Comments and observations on social and political trends and events.

Thursday, November 7, 2013

On Getting To Keep The Insurance You Like (or maybe not)

About this time last year I was visiting one of my accounts based in Toronto when one of my customers, who is a strong advocate of the Canadian health care system, asked what I thought of Obamacare. My answer: I thought there were far better ways of helping the 10 or 15% of Americans who didn’t have health insurance than forcing the other 85 – 90% to change what they had. She repeated what Obama and his minions have been saying: that we could keep our insurance (and doctor) if we liked it so what’s the big deal? Well, after the initial October roll out we’re learning that we could keep our insurance ONLY if it met the criteria laid out by Obamacare. The news media has been reporting that thousands of people have been receiving notices from their insurers that, oh, their plan doesn’t meet this minimum criteria and that the plans available on the exchanges are much more expensive and have higher deductibles.

Who could have seen that coming? Anybody with a basic understanding of Economics 101. By that I mean that the package of promises sold to us like a miracle balm (or snake oil) contained contradictory claims. We were going to save money, lower the national debt, reduce overall medical spending while covering people with pre-existing conditions and adding millions of folks who previously didn’t have insurance.
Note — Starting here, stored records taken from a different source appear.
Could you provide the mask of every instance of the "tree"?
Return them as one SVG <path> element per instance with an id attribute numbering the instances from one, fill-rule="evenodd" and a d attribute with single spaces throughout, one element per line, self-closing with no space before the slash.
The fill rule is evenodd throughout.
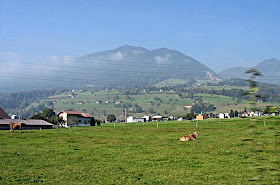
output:
<path id="1" fill-rule="evenodd" d="M 53 109 L 44 109 L 42 110 L 42 116 L 50 119 L 51 117 L 55 116 L 55 112 L 53 111 Z"/>
<path id="2" fill-rule="evenodd" d="M 211 112 L 214 111 L 216 107 L 213 104 L 197 103 L 191 108 L 191 113 L 201 113 L 201 112 Z"/>
<path id="3" fill-rule="evenodd" d="M 151 114 L 155 113 L 155 111 L 154 111 L 153 108 L 150 108 L 150 109 L 148 110 L 148 112 L 151 113 Z"/>
<path id="4" fill-rule="evenodd" d="M 265 109 L 263 110 L 263 113 L 264 114 L 269 114 L 269 113 L 271 113 L 271 105 L 267 105 L 266 107 L 265 107 Z"/>
<path id="5" fill-rule="evenodd" d="M 234 117 L 234 112 L 233 112 L 233 110 L 230 110 L 229 117 L 231 117 L 231 118 Z"/>
<path id="6" fill-rule="evenodd" d="M 29 117 L 29 119 L 42 119 L 52 124 L 62 123 L 63 120 L 58 115 L 55 115 L 53 109 L 44 109 L 42 112 L 37 112 L 33 116 Z"/>
<path id="7" fill-rule="evenodd" d="M 90 118 L 90 126 L 95 126 L 96 121 L 93 117 Z"/>
<path id="8" fill-rule="evenodd" d="M 107 121 L 112 123 L 112 122 L 115 122 L 117 120 L 116 116 L 114 114 L 109 114 L 107 116 Z"/>
<path id="9" fill-rule="evenodd" d="M 246 73 L 251 74 L 251 77 L 246 80 L 246 82 L 249 82 L 250 84 L 250 89 L 246 92 L 244 92 L 244 95 L 248 95 L 251 99 L 250 101 L 250 109 L 252 111 L 256 111 L 256 100 L 257 98 L 260 98 L 261 96 L 257 94 L 257 92 L 259 91 L 257 82 L 256 82 L 256 77 L 258 76 L 262 76 L 262 74 L 256 69 L 256 68 L 251 68 L 248 71 L 246 71 Z"/>
<path id="10" fill-rule="evenodd" d="M 187 120 L 192 120 L 192 119 L 194 119 L 195 117 L 196 117 L 196 115 L 193 114 L 193 113 L 187 113 L 187 114 L 186 114 L 186 119 L 187 119 Z"/>

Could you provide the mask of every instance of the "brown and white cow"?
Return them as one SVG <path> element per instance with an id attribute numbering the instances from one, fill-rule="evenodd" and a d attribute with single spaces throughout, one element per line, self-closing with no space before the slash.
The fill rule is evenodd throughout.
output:
<path id="1" fill-rule="evenodd" d="M 19 133 L 21 133 L 21 130 L 23 129 L 23 126 L 25 126 L 24 123 L 12 123 L 10 122 L 10 132 L 14 129 L 19 129 Z"/>
<path id="2" fill-rule="evenodd" d="M 197 132 L 194 132 L 193 134 L 183 136 L 180 138 L 180 141 L 191 141 L 191 140 L 196 140 L 196 137 L 198 136 Z"/>

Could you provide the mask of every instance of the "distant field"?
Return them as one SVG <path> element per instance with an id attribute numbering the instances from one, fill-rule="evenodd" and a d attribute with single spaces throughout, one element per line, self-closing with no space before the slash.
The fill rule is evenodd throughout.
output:
<path id="1" fill-rule="evenodd" d="M 279 121 L 0 130 L 0 184 L 278 184 Z"/>
<path id="2" fill-rule="evenodd" d="M 227 88 L 227 87 L 225 87 Z M 237 87 L 231 87 L 237 88 Z M 241 87 L 240 87 L 241 88 Z M 56 96 L 48 97 L 40 101 L 34 102 L 27 107 L 30 109 L 39 104 L 48 104 L 48 102 L 56 102 L 52 108 L 59 112 L 60 110 L 73 109 L 79 112 L 87 112 L 97 119 L 105 119 L 108 114 L 114 114 L 118 119 L 124 119 L 124 104 L 130 104 L 128 107 L 128 116 L 142 117 L 144 115 L 153 116 L 160 114 L 164 116 L 182 116 L 190 112 L 190 109 L 185 109 L 185 105 L 194 103 L 194 99 L 186 98 L 188 93 L 181 93 L 179 97 L 175 92 L 159 92 L 150 91 L 141 92 L 137 95 L 124 95 L 119 90 L 100 90 L 96 92 L 65 92 Z M 229 96 L 213 95 L 213 94 L 194 94 L 196 97 L 201 97 L 204 103 L 212 103 L 217 109 L 213 113 L 230 112 L 230 110 L 243 111 L 245 107 L 249 107 L 248 101 L 239 100 Z M 119 106 L 116 102 L 120 101 Z M 83 104 L 78 104 L 83 102 Z M 96 103 L 100 102 L 100 103 Z M 142 108 L 142 112 L 136 112 L 134 105 L 138 104 Z M 259 108 L 264 109 L 267 105 L 278 106 L 269 102 L 258 103 Z M 153 109 L 153 113 L 150 111 Z M 133 111 L 134 110 L 134 111 Z"/>

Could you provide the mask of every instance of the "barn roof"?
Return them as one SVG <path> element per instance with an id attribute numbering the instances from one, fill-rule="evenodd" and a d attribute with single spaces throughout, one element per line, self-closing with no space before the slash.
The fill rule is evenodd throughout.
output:
<path id="1" fill-rule="evenodd" d="M 10 124 L 10 123 L 24 123 L 26 125 L 33 125 L 33 126 L 53 126 L 53 124 L 44 121 L 44 120 L 37 120 L 37 119 L 0 119 L 0 124 Z"/>
<path id="2" fill-rule="evenodd" d="M 11 117 L 0 107 L 0 119 L 11 119 Z"/>

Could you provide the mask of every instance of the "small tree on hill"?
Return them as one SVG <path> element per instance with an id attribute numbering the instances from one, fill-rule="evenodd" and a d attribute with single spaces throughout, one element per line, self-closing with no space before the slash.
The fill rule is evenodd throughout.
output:
<path id="1" fill-rule="evenodd" d="M 107 121 L 112 123 L 112 122 L 115 122 L 117 120 L 116 116 L 114 114 L 109 114 L 107 116 Z"/>
<path id="2" fill-rule="evenodd" d="M 231 117 L 231 118 L 234 117 L 234 112 L 233 112 L 233 110 L 230 110 L 229 117 Z"/>

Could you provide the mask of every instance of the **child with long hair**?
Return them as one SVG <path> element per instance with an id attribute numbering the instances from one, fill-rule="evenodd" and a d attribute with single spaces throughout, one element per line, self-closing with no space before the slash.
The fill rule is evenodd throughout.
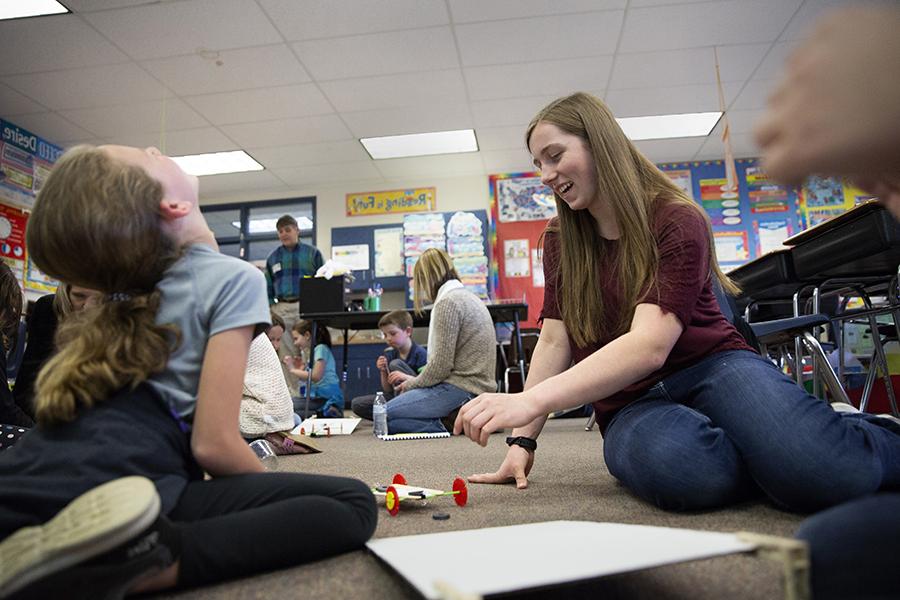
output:
<path id="1" fill-rule="evenodd" d="M 525 390 L 469 402 L 455 428 L 513 427 L 485 483 L 527 486 L 555 410 L 594 404 L 609 472 L 670 510 L 765 494 L 816 510 L 900 486 L 896 423 L 838 413 L 751 349 L 723 316 L 709 218 L 589 94 L 526 131 L 559 217 L 544 236 L 543 327 Z"/>
<path id="2" fill-rule="evenodd" d="M 34 425 L 31 417 L 16 404 L 6 383 L 6 353 L 18 335 L 21 318 L 22 288 L 9 265 L 0 261 L 0 373 L 4 379 L 0 383 L 0 433 L 3 433 L 3 425 L 16 426 L 14 431 L 17 434 L 21 433 L 21 428 Z M 16 439 L 18 437 L 19 435 L 15 435 Z M 12 440 L 8 437 L 6 439 Z M 9 441 L 0 441 L 0 449 L 10 445 Z"/>
<path id="3" fill-rule="evenodd" d="M 388 381 L 401 393 L 387 405 L 390 433 L 447 431 L 447 419 L 469 399 L 497 389 L 496 333 L 484 303 L 459 280 L 450 255 L 429 248 L 413 267 L 413 304 L 428 322 L 428 360 L 414 377 L 401 371 Z M 446 419 L 447 423 L 442 421 Z"/>
<path id="4" fill-rule="evenodd" d="M 307 411 L 306 397 L 301 394 L 294 402 L 294 411 L 304 419 L 311 417 L 313 413 L 331 418 L 344 416 L 344 393 L 341 391 L 341 380 L 331 352 L 331 334 L 328 328 L 318 324 L 313 343 L 312 321 L 300 319 L 291 327 L 291 340 L 298 350 L 312 353 L 313 363 L 310 371 L 302 357 L 285 358 L 291 373 L 301 384 L 309 385 L 309 410 Z"/>
<path id="5" fill-rule="evenodd" d="M 61 324 L 38 376 L 38 427 L 0 454 L 0 594 L 195 586 L 371 536 L 367 486 L 264 473 L 241 438 L 265 282 L 218 253 L 196 177 L 155 148 L 73 148 L 26 236 L 43 272 L 104 301 Z M 309 536 L 316 544 L 290 552 L 272 543 Z"/>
How did this happen? I think a constellation of factors made it possible for politicians to sell some people on Obamacare. (Notice I didn’t say most people because the polls have consistently shown a lack of strong public support for Obamacare. It is dropping like a rock since October 1.) One is the lack of understanding how a market works and particularly how distorted the healthcare market is. Second, the mammoth bill was too complex even for its supporters to fully understand. (Hence, Nancy Pelosi’s infamous comment about needing to pass the bill in order to find out what is in it.) Third, I think a lot of people harbor animosity for insurance companies precisely because (a) we don’t know how much medical services truly cost (see examples below) and (b) insurance companies delay or deny payments to protect their bottom line. And lastly, I’m sure there is a minority of people who think they were going to get something for almost nothing while tucking it to the big insurers. Several Obamacare supporters have voiced dismay that they didn’t think they would be the ones footing the bill only to find out, to their dismay, that the bill collector tolls for them too.

During the discussion with my customer I also mentioned that the health care system in the U.S. was far from a true free market system for a number of reasons (best covered at another time) and that having insurance cover most of normal medical expenses hides the true price from the user. I likened it to going into a grocery store and for a $20 co-pay you could fill your cart with anything you wanted, from cheap hamburger to caviar (if the store would carry it). Or it would be like going to the car dealership to get whatever work you wanted done on your car for the measly co-pay. So you could have an oil change or rebuild the engine for the same out-of-pocket cost. As a result of this arrangement there is no incentive for the customer to shop for the combination of best price and quality like we do for other goods and services. But that too is a topic for another post. For more information on this I highly recommend John Goodman’s Priceless: Curing the Healthcare Crisis.

For a much deeper analysis I recommend Robert Tracinski's article.